Presented at the Neonatal Society 2013 Spring Meeting.
Lally PJ1, Price DL2, Pauliah SS1, Shankaran S3, Guhan B4, Bainbridge A2, Cady EB2, Thayyil S1 on behalf of Peacock Trial Collaborators
1 Academic Neonatology, University College London, London, UK
2 Medical Physics & Bioengineering, University College London Hospitals, London, UK
3 Neonatal-Perinatal Division, Wayne State University, Detroit, USA
4 Neonatal Medicine, Calicut Medical College, Calicut, India
Background: Both white matter (WM) fractional anisotropy (FA) in magnetic resonance imaging (MRI) analysed by tract-based spatial statistics (TBSS) and thalamic proton magnetic resonance spectroscopy (MRS) metabolite peak-area ratios correlate with adverse neurological outcome following neonatal encephalopathy (1,2). TBSS WM changes correlate with short term morbidities and with conventional MRI grading (3,4), and MRS enables visualisation of WM injury associated with abnormal thalamic metabolism (the latter is poorly understood).

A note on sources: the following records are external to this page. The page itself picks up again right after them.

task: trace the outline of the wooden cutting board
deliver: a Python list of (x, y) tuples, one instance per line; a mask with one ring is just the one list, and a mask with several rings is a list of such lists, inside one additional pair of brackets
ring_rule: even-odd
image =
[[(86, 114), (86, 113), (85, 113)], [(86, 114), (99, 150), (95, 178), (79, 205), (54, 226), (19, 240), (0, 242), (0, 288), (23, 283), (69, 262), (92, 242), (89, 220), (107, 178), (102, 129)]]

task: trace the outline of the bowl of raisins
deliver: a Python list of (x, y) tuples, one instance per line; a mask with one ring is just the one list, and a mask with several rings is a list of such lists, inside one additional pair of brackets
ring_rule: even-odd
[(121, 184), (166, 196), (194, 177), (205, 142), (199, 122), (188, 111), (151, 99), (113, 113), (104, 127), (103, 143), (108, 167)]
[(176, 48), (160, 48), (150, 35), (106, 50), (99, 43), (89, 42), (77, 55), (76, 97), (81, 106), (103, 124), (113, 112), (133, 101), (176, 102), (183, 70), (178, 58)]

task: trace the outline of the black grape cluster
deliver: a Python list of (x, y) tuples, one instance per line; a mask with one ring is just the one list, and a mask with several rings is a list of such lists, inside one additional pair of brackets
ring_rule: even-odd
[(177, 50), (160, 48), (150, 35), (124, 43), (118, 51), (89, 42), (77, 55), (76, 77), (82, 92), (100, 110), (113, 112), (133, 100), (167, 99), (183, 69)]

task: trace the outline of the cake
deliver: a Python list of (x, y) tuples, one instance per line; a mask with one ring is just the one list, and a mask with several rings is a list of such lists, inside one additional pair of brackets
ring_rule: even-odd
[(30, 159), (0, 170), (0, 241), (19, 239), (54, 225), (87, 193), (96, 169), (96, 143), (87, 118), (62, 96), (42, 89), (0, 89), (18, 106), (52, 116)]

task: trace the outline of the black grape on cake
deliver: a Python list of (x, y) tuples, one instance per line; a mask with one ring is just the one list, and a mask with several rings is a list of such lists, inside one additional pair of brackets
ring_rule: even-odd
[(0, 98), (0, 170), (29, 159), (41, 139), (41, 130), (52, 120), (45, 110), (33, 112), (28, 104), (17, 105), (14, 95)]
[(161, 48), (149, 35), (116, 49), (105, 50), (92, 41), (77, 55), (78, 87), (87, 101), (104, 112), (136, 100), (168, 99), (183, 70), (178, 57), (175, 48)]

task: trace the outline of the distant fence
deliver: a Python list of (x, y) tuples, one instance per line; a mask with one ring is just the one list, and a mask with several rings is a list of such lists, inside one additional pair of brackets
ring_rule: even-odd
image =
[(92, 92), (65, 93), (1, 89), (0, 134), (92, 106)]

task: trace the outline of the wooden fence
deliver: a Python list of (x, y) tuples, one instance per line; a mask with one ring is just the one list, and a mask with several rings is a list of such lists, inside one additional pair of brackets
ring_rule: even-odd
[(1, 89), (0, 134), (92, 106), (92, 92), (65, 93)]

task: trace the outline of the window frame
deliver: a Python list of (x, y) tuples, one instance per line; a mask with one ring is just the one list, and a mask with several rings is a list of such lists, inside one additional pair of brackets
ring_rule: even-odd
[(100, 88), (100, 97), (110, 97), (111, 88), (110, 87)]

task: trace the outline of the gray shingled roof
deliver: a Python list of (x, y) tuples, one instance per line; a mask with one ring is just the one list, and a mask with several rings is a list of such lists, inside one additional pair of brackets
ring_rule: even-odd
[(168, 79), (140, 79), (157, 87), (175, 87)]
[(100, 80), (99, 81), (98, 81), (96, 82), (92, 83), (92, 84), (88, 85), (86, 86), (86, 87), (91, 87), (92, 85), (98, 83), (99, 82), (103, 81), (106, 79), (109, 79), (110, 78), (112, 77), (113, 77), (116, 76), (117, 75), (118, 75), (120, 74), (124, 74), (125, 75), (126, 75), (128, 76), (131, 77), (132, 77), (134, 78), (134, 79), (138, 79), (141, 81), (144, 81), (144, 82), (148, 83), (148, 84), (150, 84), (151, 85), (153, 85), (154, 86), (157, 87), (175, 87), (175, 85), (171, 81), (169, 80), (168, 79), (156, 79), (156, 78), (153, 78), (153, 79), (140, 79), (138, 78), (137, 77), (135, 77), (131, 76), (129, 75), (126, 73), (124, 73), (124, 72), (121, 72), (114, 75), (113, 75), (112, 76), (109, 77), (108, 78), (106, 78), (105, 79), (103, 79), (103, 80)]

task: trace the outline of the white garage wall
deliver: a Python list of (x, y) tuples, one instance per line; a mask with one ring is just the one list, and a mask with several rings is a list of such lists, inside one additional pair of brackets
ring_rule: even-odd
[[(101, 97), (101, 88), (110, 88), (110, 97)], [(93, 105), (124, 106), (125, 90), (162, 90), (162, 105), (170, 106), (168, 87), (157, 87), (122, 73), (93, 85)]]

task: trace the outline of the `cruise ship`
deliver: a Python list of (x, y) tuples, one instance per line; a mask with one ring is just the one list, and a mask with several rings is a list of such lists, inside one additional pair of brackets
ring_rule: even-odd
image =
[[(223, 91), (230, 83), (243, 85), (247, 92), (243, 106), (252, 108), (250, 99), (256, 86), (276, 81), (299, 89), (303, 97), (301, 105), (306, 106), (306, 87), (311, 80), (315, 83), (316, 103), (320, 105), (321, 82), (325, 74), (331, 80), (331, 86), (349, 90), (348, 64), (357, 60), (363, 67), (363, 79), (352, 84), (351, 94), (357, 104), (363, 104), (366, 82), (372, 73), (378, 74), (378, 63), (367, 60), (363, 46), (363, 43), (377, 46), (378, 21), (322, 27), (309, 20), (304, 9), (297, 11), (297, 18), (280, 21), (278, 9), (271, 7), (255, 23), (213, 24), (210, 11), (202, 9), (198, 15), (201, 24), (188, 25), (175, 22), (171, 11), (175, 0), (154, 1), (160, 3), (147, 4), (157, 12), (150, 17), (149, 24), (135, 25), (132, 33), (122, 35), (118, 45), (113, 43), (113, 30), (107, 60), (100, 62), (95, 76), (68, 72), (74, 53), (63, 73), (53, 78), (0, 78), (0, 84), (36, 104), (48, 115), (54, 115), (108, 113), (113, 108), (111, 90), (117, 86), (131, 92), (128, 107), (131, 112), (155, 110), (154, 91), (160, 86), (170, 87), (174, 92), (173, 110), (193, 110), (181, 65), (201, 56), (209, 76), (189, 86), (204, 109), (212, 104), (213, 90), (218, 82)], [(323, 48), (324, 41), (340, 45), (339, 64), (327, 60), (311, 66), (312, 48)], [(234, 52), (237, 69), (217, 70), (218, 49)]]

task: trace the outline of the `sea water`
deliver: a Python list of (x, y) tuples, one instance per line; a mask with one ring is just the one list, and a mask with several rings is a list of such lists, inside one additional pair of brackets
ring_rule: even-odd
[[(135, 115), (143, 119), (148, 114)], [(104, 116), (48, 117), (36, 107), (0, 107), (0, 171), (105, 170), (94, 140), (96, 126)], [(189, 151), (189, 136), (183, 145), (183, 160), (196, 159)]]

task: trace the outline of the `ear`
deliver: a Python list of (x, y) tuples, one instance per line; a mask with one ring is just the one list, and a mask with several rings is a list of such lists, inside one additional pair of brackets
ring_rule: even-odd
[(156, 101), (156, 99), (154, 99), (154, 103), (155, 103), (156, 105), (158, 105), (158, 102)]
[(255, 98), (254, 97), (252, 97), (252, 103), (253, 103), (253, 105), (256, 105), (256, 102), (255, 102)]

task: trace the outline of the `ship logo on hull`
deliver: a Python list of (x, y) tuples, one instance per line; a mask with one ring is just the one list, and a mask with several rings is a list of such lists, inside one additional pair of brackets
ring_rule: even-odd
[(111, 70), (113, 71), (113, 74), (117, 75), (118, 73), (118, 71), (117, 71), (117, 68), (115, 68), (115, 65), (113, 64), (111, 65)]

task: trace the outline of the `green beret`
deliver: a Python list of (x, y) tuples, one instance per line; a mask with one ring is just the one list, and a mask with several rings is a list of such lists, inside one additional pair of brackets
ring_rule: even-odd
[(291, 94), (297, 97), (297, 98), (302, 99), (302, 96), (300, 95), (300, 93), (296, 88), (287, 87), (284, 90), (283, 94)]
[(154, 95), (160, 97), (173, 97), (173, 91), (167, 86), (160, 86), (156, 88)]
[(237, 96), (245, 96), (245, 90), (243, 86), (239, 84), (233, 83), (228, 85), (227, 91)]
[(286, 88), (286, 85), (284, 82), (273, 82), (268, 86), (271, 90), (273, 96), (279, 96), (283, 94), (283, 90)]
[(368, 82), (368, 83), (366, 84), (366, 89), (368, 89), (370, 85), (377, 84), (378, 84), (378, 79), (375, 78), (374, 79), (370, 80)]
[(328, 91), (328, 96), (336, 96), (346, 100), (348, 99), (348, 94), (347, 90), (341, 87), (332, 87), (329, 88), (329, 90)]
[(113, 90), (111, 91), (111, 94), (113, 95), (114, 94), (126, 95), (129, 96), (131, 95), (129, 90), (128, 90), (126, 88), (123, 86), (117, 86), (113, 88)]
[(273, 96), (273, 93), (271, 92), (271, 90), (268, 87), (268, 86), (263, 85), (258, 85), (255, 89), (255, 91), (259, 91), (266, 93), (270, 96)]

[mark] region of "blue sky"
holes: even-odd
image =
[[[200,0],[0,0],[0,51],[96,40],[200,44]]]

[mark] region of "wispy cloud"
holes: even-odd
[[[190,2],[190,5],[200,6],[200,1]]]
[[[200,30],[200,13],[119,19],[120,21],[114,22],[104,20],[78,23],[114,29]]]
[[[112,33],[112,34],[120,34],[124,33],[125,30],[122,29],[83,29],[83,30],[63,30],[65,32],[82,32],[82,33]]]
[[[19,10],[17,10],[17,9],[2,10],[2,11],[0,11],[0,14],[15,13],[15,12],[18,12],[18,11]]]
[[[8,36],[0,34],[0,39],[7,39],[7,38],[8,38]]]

Methods: Consecutive infants with neonatal encephalopathy (5 min Apgar score <5 and Thompson score >5 at <6 h age) admitted to Calicut Medical College over a 6-month period were recruited after parental consent. Conventional MRI, diffusion tensor imaging (DTI, 21 directions, b = 0 &1000 s/mm2) and MRS (echo time 288 ms, 37×8 echoes summed) were performed aged <3 wk at 1.5 Tesla (Siemens Avanto, Erlangen, Germany). MRS data were post-processed using jMRUI software (5,6). Image analysis used the FMRIB Software Library (7,8), incorporating a gestational age correction. The study was approved by the Calicut Medical College and University College London ethics committees.

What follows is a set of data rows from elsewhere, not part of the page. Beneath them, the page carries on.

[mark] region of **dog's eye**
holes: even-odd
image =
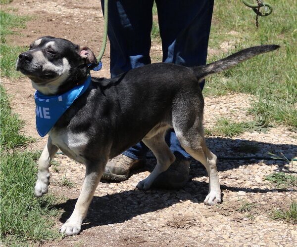
[[[51,54],[51,55],[55,55],[56,54],[56,52],[53,50],[48,50],[47,52],[48,53]]]

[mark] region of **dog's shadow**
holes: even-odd
[[[216,146],[219,148],[218,148],[217,151],[222,150],[222,147],[223,147],[225,157],[240,156],[241,153],[237,153],[234,150],[236,149],[237,146],[243,143],[257,146],[262,153],[265,150],[274,154],[278,154],[281,152],[284,156],[287,157],[289,160],[297,155],[297,153],[293,152],[294,150],[295,150],[295,152],[297,150],[297,145],[275,145],[246,140],[235,141],[234,140],[231,139],[221,138],[208,138],[207,142],[208,147],[215,154],[216,154]],[[215,145],[213,145],[214,144]],[[216,153],[219,157],[220,154]],[[248,156],[248,154],[246,155],[246,156]],[[148,170],[151,170],[153,168],[153,166],[149,164],[154,164],[155,161],[152,159],[149,160],[151,162],[148,162],[149,165],[147,168],[148,167]],[[283,167],[286,164],[285,160],[276,160],[273,161],[273,162],[269,160],[264,160],[263,162],[268,165],[272,164],[274,165],[276,165],[279,167]],[[232,161],[228,160],[219,160],[218,169],[219,171],[226,170],[237,168],[243,165],[251,165],[255,163],[255,160],[240,160]],[[192,162],[190,176],[193,178],[205,176],[206,171],[202,166],[202,165],[198,162]],[[225,185],[221,185],[221,188],[223,191],[241,190],[248,192],[266,193],[272,191],[267,189],[252,189],[249,188],[239,188]],[[156,211],[170,206],[179,203],[180,200],[190,200],[197,203],[201,203],[203,202],[206,197],[208,189],[208,183],[190,179],[183,189],[171,190],[152,189],[148,191],[143,191],[136,189],[134,190],[107,195],[102,197],[94,197],[90,206],[87,216],[84,221],[84,224],[82,226],[82,230],[96,226],[124,222],[137,215]],[[287,191],[285,189],[278,190]],[[291,191],[292,192],[292,190]],[[76,201],[77,199],[70,199],[65,203],[53,206],[54,208],[64,210],[60,218],[61,222],[65,222],[70,217]]]

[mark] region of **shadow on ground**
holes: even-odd
[[[288,160],[296,156],[297,146],[287,144],[272,144],[264,142],[250,141],[246,140],[232,140],[222,138],[207,138],[207,144],[211,150],[218,156],[238,157],[242,155],[236,152],[236,147],[242,143],[256,145],[261,153],[267,152],[279,154],[283,154]],[[222,151],[223,151],[223,153]],[[250,156],[246,154],[245,156]],[[155,163],[154,158],[150,158],[152,154],[148,154],[148,165],[146,169],[151,170]],[[266,155],[267,157],[269,155]],[[249,160],[222,160],[219,161],[219,171],[227,170],[238,167],[242,165],[250,165],[256,163],[256,159]],[[283,167],[286,164],[285,161],[264,160],[266,165],[276,165],[279,167]],[[142,170],[144,169],[143,169]],[[194,161],[191,166],[190,179],[183,189],[180,190],[150,190],[147,191],[137,189],[120,193],[107,195],[102,197],[94,197],[90,205],[88,215],[82,226],[82,230],[99,225],[105,225],[124,222],[134,217],[149,212],[155,211],[170,206],[180,202],[180,200],[191,200],[197,203],[202,203],[206,197],[208,188],[208,184],[205,182],[192,180],[193,177],[206,175],[206,172],[202,165]],[[248,193],[266,193],[269,191],[275,191],[275,189],[261,189],[257,188],[252,189],[249,188],[231,187],[226,185],[221,186],[224,191],[237,192],[239,190]],[[279,192],[288,191],[285,189],[277,190]],[[292,190],[290,191],[292,191]],[[66,203],[56,205],[54,207],[62,209],[65,211],[62,213],[60,221],[65,222],[70,216],[74,208],[77,199],[68,200]]]

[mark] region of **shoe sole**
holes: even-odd
[[[105,170],[101,177],[101,180],[104,180],[105,182],[121,182],[122,181],[127,180],[131,176],[131,171],[132,170],[137,170],[141,166],[144,166],[146,165],[146,160],[139,161],[131,166],[128,174],[124,175],[117,175],[116,174],[112,173]]]
[[[127,180],[130,177],[129,174],[126,175],[117,175],[111,172],[106,172],[104,171],[101,177],[101,179],[106,182],[121,182]]]

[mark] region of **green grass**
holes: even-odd
[[[3,1],[1,1],[2,3]],[[17,55],[24,48],[6,43],[7,36],[15,35],[11,29],[23,28],[27,17],[1,12],[1,75],[18,77],[15,72]],[[23,124],[12,112],[9,97],[0,86],[0,230],[1,244],[7,246],[32,245],[33,243],[54,239],[60,235],[52,229],[51,207],[56,199],[50,195],[38,199],[34,195],[39,152],[21,152],[33,141],[20,133]]]
[[[50,216],[52,196],[34,195],[39,153],[14,152],[1,156],[1,238],[4,243],[24,243],[56,238]]]
[[[60,182],[60,185],[61,186],[66,186],[68,188],[73,187],[74,185],[73,183],[71,182],[69,179],[68,179],[66,176],[66,171],[64,170],[64,176],[61,179],[61,181]]]
[[[270,15],[259,17],[237,0],[215,1],[209,47],[219,51],[224,41],[234,47],[228,54],[210,56],[208,62],[235,51],[261,44],[281,45],[276,51],[258,56],[220,75],[212,76],[204,90],[206,95],[242,92],[257,96],[250,112],[258,124],[297,126],[297,8],[294,0],[271,0]],[[231,31],[233,31],[231,32]]]
[[[211,129],[205,128],[204,132],[207,135],[232,137],[254,128],[253,122],[235,123],[227,118],[220,118],[217,120]]]
[[[22,29],[26,27],[28,17],[19,16],[0,11],[1,17],[1,74],[2,76],[19,78],[21,74],[15,70],[15,62],[18,56],[26,49],[22,46],[12,46],[7,43],[6,37],[9,35],[17,33],[12,29]]]
[[[33,141],[33,139],[20,134],[19,130],[23,123],[17,115],[11,111],[8,96],[4,88],[0,86],[1,121],[0,136],[1,149],[9,150],[24,146]]]
[[[297,224],[297,202],[292,201],[288,210],[275,209],[272,214],[272,218],[284,220],[294,225]]]
[[[275,172],[266,176],[265,179],[271,182],[278,188],[297,186],[297,176],[291,173]]]
[[[37,199],[34,195],[39,152],[15,150],[32,139],[19,134],[22,122],[11,112],[8,97],[1,87],[1,239],[4,243],[21,243],[56,238],[59,236],[50,216],[52,195]]]

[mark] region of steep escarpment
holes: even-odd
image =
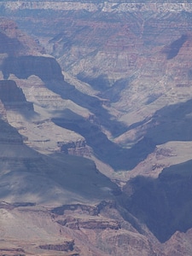
[[[2,72],[5,79],[13,73],[19,79],[36,75],[43,81],[63,80],[59,64],[51,57],[27,55],[6,58],[2,65]]]
[[[161,241],[191,229],[191,160],[166,168],[157,179],[137,177],[127,183],[125,207]]]
[[[33,110],[32,102],[26,102],[26,96],[15,81],[0,80],[0,99],[6,108],[20,108]]]

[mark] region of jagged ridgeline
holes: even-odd
[[[1,253],[192,255],[192,3],[0,12]]]

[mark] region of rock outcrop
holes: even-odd
[[[6,109],[33,110],[32,103],[26,102],[22,90],[12,80],[0,80],[0,100]]]
[[[44,82],[63,80],[61,67],[51,57],[27,55],[6,58],[3,62],[2,71],[5,79],[13,73],[19,79],[36,75]]]

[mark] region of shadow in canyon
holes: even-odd
[[[70,112],[68,110],[67,112]],[[74,113],[66,113],[73,118],[65,118],[65,112],[61,113],[61,118],[54,118],[55,125],[72,130],[82,135],[89,146],[90,146],[96,157],[109,164],[114,170],[129,170],[134,168],[138,162],[145,159],[152,152],[155,144],[147,137],[138,142],[131,149],[122,148],[116,143],[108,140],[99,126],[91,124],[89,120]]]
[[[192,160],[166,168],[156,179],[137,177],[124,187],[121,204],[160,242],[192,228]]]

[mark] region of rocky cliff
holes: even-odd
[[[3,253],[191,255],[191,3],[0,7]]]

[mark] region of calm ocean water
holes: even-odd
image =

Results: Fifty-four infants with neonatal encephalopathy were recruited; 12 were therapeutically cooled. Thirty-one had usable TBSS data of which 20 also had usable MRS results. Mean FA axial, coronal and sagittal image skeletons are shown in green (figure). Significantly reduced WM FA (yellow p<0.01; red p<0.05; see figure) was observed globally when thalamic N-acetylaspartate (NAA)/total choline (Cho) was ≤ 0.72 (2/20 infants). A small region of significant WM FA reduction was observed when lactate (Lac)/NAA was ≥ 0.29 (2/20 infants). WM FA was not associated with Lac/total creatine (Cr) (3/20 infants with Lac/Cr ≥ 0.39).
Figure: Summary of TBSS results. Projections in 1b) are shown through more inferior and lateral slices which
better display the region of significant WM FA change.

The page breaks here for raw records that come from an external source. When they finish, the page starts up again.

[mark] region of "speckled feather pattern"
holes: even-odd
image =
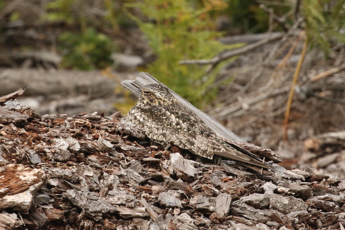
[[[170,147],[172,142],[181,149],[210,159],[215,154],[269,168],[252,153],[244,149],[241,152],[231,146],[162,85],[143,87],[139,101],[130,109],[126,120],[141,129],[149,138],[166,148]]]

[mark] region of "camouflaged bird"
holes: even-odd
[[[256,155],[217,135],[182,105],[169,89],[160,84],[147,84],[141,88],[139,101],[128,112],[126,120],[167,148],[173,143],[209,159],[215,154],[254,167],[256,171],[258,171],[256,167],[261,169],[270,168]]]

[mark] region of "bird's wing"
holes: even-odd
[[[144,109],[146,111],[142,112],[150,118],[148,121],[160,124],[157,126],[157,128],[160,129],[159,138],[155,138],[154,133],[148,135],[153,140],[163,140],[168,143],[171,141],[181,149],[210,159],[212,159],[214,154],[216,154],[265,168],[270,168],[258,158],[256,159],[235,149],[215,134],[213,135],[214,133],[211,133],[211,136],[200,133],[200,128],[196,128],[196,127],[204,127],[205,132],[208,132],[209,128],[206,124],[200,123],[200,119],[189,111],[184,112],[174,107],[165,106],[151,107]],[[158,132],[158,130],[156,131]]]

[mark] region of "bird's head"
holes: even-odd
[[[167,106],[177,102],[170,90],[160,84],[146,85],[140,90],[139,102],[144,106]]]

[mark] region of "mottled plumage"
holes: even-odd
[[[126,120],[166,148],[172,142],[181,149],[209,159],[216,154],[247,166],[270,168],[255,155],[217,135],[164,86],[143,87],[139,100],[128,112]]]

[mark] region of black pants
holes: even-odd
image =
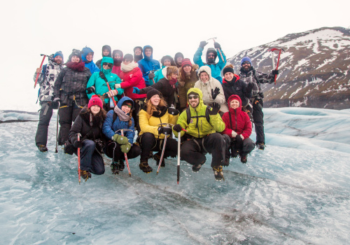
[[[154,134],[151,133],[144,133],[139,139],[141,145],[141,161],[147,161],[150,156],[150,151],[158,151],[157,155],[162,155],[162,150],[164,146],[164,139],[156,139]],[[177,155],[177,141],[174,139],[167,139],[167,144],[164,150],[163,158],[175,158]]]
[[[262,106],[262,99],[256,99],[253,103],[253,121],[255,128],[256,144],[265,144]]]
[[[106,147],[106,155],[113,159],[113,162],[120,160],[125,160],[124,153],[120,149],[120,145],[117,142],[110,141]],[[127,153],[127,159],[132,159],[138,157],[141,154],[140,146],[133,144],[130,150]]]
[[[221,165],[225,157],[225,142],[219,133],[210,134],[205,137],[185,141],[181,145],[181,160],[190,164],[202,164],[205,154],[211,154],[211,167]]]
[[[45,113],[46,106],[48,106],[48,108],[46,113]],[[35,135],[35,144],[38,147],[41,145],[46,146],[48,144],[48,125],[51,117],[52,116],[52,106],[48,105],[48,103],[43,103],[41,105],[41,109],[39,113],[39,122],[38,123],[38,129],[36,130],[36,134]]]

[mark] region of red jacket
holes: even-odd
[[[230,106],[230,102],[237,99],[239,102],[239,107],[233,109]],[[238,134],[241,134],[244,139],[248,138],[251,134],[251,122],[246,113],[241,111],[241,101],[239,96],[237,94],[231,95],[227,100],[229,112],[226,112],[223,115],[223,121],[225,122],[225,130],[221,134],[226,134],[232,137],[232,130]],[[231,123],[230,122],[230,114],[231,114]]]
[[[122,80],[120,86],[124,89],[124,93],[126,96],[131,98],[132,100],[136,99],[146,98],[147,94],[137,94],[132,93],[134,88],[137,87],[140,90],[146,88],[146,83],[142,77],[142,71],[139,67],[135,67],[128,72],[120,71],[119,78]]]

Conclusion: TBSS WM FA correlated well with NAA/Cho and to a lesser extent with Lac/NAA, but not with Lac/Cr. Combining DTI and MRS biomarkers shows promise in highlighting characteristic thalamic metabolism and WM integrity abnormalities in neonatal encephalopathy. A large prospective international study qualifying such biomarkers is currently in progress (MARBLE: Magnetic Resonance Biomarkers in Neonatal Encephalopathy).